A meu ver, tão importante quanto resolver situações graves e específicas, que emergem diuturnamente, será desenvolver um trabalho paralelo de reconquista da auto-estima, estimulando a ideia de que a dignidade é tão importante quanto a própria sobrevivência. Estamos o tempo todo fazendo escolhas e, se nem sempre podemos escolher o que fazer, haverá sempre a possibilidade de escolher como fazer para minimizar o sofrimento.
Urge clamar por políticas públicas efetivas para preservar a dignidade e a integridade da mulher, como ser humano completo que é, cuja realização não pode mais estar ligada exclusivamente ao papel de objeto, consubstanciado na esposa subserviente, dona de casa prestimosa e mãe dedicada, que lhe foi destinado.
Já é hora de abandonar a vitimização e dizer um basta ao mero paternalismo que corrompe nossas mentes e nossos egos, transformando-nos em cidadãs capengas, alijadas de direitos humanos básicos e inalienáveis como a liberdade, o respeito e a dignidade.
Vamos exercer de fato e com a eficiência com que cuidamos de nossos lares, os direitos que nos são constitucionalmente assegurados, especialmente o de liberdade de expressão, como arma potente nessa luta tantas vezes inglória. Lutar pela não-violência é não compactuar com a vilania, utilizando de todos os meios pacíficos na solução dos conflitos sem aguardar passivamente que as coisas aconteçam, como ensinava Gandhi.
Temos que nos posicionar desde o início de cada relacionamento, impondo-nos como seres humanos completos e não admitindo concessões sequer ao primeiro ato de agressão ou indignidade. Perdoar sim, mas não permitir jamais que uma única violência se repita é a única forma possível de nos libertar e romper com essa saga que já nos acompanhou por tempo demais.
Sabemos que esses problemas são dificílimos e muito complexos e, até por isso, temos que direcionar nosso combate às causas e não apenas às conseqüências, como estratégia para que consigamos, no mínimo, selar um armistício, um pacto de não-violência e de cooperação mútua, nesta Guerra que é de todos nós.
É imperativo, portanto, que as mulheres se façam ouvir, não com lamúrias que banalizam a questão, mas com a autoridade de quem sabe que tem muito a oferecer a uma sociedade cuja crise talvez se deva, em parte, exatamente à ausência da participação feminina.

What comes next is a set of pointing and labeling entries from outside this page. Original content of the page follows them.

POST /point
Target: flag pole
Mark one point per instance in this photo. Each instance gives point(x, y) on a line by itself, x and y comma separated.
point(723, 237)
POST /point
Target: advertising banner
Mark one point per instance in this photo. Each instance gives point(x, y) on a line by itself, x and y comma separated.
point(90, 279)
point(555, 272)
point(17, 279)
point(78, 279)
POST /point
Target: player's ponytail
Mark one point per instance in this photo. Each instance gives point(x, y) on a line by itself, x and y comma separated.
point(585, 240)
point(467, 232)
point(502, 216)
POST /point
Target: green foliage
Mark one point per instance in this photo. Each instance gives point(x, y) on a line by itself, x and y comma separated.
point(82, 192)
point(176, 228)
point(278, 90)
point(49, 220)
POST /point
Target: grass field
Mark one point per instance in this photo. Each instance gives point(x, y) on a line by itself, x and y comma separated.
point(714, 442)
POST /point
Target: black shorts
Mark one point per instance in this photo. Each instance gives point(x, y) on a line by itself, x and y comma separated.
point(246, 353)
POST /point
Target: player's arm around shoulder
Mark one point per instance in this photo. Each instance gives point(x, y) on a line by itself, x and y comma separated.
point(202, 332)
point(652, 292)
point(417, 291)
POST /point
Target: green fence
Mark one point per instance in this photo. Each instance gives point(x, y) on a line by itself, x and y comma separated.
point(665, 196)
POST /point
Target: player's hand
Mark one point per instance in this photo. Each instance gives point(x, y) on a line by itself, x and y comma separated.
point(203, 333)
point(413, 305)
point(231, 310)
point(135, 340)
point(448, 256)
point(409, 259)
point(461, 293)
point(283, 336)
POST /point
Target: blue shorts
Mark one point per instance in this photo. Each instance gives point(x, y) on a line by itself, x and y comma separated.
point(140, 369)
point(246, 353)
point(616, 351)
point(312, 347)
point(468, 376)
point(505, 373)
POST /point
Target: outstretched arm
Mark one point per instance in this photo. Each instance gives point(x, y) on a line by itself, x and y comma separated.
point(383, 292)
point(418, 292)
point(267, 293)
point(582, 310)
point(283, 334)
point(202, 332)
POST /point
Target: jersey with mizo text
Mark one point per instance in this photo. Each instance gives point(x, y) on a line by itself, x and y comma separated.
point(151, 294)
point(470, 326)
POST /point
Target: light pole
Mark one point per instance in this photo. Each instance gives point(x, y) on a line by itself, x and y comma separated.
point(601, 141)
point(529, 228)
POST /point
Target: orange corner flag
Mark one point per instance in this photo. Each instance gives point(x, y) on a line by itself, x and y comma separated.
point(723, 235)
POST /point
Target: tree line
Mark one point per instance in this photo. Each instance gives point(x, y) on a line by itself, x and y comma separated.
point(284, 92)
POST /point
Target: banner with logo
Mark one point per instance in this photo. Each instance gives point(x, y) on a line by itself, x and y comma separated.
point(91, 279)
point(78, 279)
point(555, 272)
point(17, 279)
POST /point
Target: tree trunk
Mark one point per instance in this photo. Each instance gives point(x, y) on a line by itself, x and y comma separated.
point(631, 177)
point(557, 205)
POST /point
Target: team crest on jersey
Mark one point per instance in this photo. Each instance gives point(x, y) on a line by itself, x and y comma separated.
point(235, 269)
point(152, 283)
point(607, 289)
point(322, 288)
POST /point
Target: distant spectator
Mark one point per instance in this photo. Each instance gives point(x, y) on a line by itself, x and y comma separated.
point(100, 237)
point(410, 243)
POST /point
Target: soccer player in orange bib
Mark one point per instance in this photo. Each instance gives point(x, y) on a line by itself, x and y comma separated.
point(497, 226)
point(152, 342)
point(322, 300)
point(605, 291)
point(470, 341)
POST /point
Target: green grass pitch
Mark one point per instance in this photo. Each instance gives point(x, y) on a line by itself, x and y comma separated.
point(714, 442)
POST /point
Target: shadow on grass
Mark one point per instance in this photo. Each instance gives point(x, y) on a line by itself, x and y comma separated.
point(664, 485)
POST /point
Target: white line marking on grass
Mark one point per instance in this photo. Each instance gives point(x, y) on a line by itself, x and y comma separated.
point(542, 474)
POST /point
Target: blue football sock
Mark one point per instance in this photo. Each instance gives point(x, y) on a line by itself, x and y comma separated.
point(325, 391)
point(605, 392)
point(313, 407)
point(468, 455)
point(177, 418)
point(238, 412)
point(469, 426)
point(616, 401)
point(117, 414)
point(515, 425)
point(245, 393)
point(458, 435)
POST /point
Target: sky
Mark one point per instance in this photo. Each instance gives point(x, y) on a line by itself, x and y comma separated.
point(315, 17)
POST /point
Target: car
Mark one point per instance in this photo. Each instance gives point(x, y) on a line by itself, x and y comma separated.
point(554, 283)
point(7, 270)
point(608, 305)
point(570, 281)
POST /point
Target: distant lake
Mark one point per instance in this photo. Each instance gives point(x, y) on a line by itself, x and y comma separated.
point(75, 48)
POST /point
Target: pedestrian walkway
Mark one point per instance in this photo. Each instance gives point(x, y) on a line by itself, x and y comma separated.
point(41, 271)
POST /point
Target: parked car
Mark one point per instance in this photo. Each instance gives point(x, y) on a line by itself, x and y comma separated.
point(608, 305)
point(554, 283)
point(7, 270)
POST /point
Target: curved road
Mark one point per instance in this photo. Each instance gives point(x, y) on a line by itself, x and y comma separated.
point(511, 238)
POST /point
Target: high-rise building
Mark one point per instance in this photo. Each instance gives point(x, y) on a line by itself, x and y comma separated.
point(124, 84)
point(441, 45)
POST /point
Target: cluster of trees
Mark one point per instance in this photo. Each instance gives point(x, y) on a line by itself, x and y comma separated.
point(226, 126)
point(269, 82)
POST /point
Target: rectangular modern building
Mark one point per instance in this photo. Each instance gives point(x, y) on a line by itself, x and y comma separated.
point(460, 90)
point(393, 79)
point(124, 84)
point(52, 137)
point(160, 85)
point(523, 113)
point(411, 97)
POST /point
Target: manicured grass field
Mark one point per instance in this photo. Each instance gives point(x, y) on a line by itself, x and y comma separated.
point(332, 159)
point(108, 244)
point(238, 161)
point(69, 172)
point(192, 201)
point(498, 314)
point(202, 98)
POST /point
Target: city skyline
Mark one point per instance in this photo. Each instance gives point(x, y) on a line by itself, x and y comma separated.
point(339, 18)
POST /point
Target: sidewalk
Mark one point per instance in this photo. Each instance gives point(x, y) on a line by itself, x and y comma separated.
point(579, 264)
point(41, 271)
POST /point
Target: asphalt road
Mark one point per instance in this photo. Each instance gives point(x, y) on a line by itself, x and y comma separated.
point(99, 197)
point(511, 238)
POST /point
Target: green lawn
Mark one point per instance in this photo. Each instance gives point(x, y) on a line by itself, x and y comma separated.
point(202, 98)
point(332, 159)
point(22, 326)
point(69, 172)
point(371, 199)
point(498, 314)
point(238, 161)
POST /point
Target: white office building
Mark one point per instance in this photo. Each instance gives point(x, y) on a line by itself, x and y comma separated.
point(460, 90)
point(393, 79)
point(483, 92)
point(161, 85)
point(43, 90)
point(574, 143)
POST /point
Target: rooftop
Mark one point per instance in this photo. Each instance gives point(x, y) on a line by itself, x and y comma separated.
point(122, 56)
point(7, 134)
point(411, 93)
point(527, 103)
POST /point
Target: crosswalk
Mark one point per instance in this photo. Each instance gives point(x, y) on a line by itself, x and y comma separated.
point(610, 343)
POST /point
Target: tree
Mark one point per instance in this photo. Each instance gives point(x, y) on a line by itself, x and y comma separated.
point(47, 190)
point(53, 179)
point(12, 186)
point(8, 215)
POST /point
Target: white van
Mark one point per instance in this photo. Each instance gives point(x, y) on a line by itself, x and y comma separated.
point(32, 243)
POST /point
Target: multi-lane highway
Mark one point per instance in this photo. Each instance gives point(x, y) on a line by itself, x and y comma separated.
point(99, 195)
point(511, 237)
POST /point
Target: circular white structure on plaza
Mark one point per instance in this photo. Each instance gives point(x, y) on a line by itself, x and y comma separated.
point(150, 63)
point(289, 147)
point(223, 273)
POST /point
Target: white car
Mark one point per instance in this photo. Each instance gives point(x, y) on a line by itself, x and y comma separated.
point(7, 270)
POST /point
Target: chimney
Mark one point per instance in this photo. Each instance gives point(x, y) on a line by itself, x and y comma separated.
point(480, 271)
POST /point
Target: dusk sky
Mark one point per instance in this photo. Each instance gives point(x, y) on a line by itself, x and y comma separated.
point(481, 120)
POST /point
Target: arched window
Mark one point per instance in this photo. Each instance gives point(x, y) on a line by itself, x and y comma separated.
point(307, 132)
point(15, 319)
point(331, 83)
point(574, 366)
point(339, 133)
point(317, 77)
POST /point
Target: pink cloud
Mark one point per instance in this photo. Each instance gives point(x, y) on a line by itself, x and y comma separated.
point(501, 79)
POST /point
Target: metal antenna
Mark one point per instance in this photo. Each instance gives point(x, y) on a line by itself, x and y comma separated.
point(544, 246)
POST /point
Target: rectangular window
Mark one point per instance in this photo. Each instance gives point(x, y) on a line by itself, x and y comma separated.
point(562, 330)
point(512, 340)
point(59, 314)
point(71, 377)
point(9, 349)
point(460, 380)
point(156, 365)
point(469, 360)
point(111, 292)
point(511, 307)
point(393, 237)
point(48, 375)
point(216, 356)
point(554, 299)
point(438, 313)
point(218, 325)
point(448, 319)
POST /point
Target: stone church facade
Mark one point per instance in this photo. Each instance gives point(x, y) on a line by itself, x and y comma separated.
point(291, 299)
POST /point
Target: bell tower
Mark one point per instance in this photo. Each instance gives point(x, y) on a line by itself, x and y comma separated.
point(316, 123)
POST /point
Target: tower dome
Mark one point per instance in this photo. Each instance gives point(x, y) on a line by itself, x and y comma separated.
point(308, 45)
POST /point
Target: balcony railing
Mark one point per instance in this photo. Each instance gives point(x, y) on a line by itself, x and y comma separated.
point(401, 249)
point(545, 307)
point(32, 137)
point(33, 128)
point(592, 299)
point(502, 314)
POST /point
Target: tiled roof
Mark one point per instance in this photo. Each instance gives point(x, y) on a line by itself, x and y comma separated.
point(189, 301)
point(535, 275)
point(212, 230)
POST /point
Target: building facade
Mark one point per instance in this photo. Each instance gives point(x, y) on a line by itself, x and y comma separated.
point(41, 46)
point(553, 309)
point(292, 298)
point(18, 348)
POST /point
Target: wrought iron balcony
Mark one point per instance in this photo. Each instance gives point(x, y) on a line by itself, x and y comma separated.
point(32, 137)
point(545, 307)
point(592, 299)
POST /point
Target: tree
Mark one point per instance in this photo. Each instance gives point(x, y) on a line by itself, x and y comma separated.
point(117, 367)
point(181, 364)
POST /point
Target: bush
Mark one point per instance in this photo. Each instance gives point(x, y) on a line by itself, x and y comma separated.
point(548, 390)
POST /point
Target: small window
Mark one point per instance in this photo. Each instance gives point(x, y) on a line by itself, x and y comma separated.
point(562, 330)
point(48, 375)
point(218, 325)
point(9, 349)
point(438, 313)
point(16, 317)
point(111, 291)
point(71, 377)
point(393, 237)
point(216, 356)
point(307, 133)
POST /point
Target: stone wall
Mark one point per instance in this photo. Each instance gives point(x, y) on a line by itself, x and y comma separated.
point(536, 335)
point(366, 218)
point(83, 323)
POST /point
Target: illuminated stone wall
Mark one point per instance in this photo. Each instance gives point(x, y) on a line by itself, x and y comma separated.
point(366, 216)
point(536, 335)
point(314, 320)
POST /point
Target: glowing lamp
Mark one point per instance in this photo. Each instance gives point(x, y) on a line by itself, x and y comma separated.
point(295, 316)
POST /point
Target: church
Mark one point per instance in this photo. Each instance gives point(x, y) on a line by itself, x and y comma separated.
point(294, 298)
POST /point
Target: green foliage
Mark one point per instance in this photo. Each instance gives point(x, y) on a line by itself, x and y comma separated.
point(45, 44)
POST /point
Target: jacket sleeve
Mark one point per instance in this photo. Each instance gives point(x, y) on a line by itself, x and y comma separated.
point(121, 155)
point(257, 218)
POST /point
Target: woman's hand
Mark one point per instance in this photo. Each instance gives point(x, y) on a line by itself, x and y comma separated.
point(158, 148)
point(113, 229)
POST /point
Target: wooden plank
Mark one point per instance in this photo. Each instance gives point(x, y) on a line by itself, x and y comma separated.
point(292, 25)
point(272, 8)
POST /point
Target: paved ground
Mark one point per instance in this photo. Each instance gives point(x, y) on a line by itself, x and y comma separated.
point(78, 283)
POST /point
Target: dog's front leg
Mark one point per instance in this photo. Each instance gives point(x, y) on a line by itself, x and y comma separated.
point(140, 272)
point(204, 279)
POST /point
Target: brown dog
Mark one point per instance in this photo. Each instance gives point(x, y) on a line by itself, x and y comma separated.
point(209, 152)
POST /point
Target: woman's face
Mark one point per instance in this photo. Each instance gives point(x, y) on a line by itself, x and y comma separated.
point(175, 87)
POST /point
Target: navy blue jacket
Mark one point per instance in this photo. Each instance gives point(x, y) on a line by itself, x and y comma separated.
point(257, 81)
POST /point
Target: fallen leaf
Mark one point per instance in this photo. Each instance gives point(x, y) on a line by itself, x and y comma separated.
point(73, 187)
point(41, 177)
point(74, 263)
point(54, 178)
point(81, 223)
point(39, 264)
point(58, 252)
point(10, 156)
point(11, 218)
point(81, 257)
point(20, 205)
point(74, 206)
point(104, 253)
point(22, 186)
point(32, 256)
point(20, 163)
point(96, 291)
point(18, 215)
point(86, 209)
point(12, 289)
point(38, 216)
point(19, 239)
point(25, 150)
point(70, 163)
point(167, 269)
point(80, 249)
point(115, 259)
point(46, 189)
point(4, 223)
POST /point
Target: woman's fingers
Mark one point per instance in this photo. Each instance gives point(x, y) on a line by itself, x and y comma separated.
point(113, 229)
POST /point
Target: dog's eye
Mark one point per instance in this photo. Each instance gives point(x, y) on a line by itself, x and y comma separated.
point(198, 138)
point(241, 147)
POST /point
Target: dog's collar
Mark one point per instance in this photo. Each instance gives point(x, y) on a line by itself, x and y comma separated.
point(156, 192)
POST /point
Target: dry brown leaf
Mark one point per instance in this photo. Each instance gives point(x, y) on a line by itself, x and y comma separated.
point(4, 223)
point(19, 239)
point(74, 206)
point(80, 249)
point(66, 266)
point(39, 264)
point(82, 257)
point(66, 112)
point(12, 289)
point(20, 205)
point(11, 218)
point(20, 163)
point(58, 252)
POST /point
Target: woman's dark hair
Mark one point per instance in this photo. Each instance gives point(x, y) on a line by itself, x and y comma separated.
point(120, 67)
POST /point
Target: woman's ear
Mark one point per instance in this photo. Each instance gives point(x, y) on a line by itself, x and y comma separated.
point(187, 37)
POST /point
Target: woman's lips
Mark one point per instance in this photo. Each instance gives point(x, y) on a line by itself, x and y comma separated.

* Edição de pronunciamento feito pela autora em 10/10/2000, em Mesa Redonda realizada pela Escola de Educação e Unidade da Mulher, na Sala de Cultura Urusvati.

4 comentários:

Anônimo disse...

ja linkei seu blog no desmemorias

www.desmemoria.zip.net

um abraço

diniz

Anônimo disse...

Ei melhor mãe do mundooooooooo!!!!!!!!
Muitos anos ainda p/ nós. Te amo.

Suzete Carvalho disse...

Olá, Diniz
Também já linkei seu desmemórias. Agora precisamos pensar numa forma mais efetiva de divulgação para que o conteúdo cultural de nosso trabalho não se perca em blá-blá-blás, não acha? Deixei um comentário numa de suas poesias. Já leu? Abraço e até breve.

Suzete Carvalho disse...

Dani
Muitos anos ainda pra vocês, que têm a vida pela frente. Passo o cetro de melhor mãe do mundo para você(o de melhor filha já é seu). Ah, e agora eu te desafio a postar um comentário realmente crítico sobre o conteúdo do meu trabalho. Também te amo.